Commercial tomato growers could take a leaf out of amateurs' book and plant marigold rows between the tomato plants, Conboy concluded, or have pods that waft limonene over their plants. The latter was more effective for emergency treatment when whitefly infestation was well advanced. Moreover, Conboy demonstrated that the marigolds are effective even in the presence of other companion species, such as basil.

Because limonene doesn't kill the pests it affects, resistance should build up more slowly than for lethal pesticides and there should be little damage, if any, to beneficial species. In particular, Conboy found that bees aren't harmed by limonene exposure as they feast on the marigolds' nectar.
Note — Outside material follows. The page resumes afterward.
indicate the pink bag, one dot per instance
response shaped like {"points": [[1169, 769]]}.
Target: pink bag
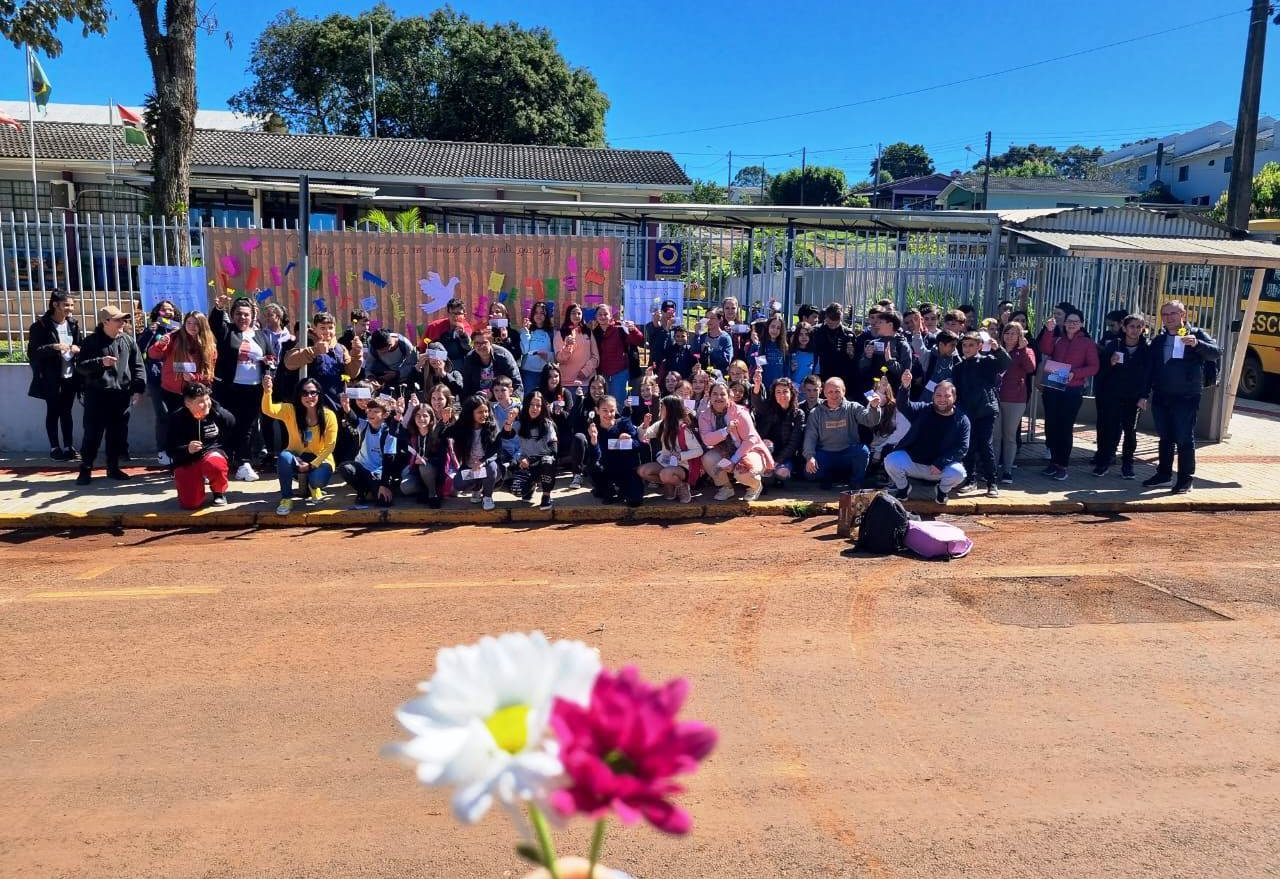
{"points": [[935, 540]]}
Whiteflies feed on the sap of many plants, including other important crops. The products they secrete interfere with the productiveness of leaves and make the fruit hard to sell. Moreover, they act as a vector for plant viruses and increase vulnerability to mold. Given the threat whiteflies pose to other major crops, marigolds may be of interest to non-tomato horticulturalists.


For the research to really be world-changing, however, it would probably need to be useful against a wider array of pests. We know limonene deters mosquitoes (even if not as well as we would like), and now we know it deters whiteflies. Since mosquitoes and whiteflies are not all that closely related, there are likely to be other species of insects that are also affected by it. Indeed, different marigolds have been found to control aphids and some pestilent moths. Nevertheless, this is no universal cure. Onion thrips, the only other pest found in any numbers in the greenhouses Conboy studied, were apparently unaffected by the marigolds.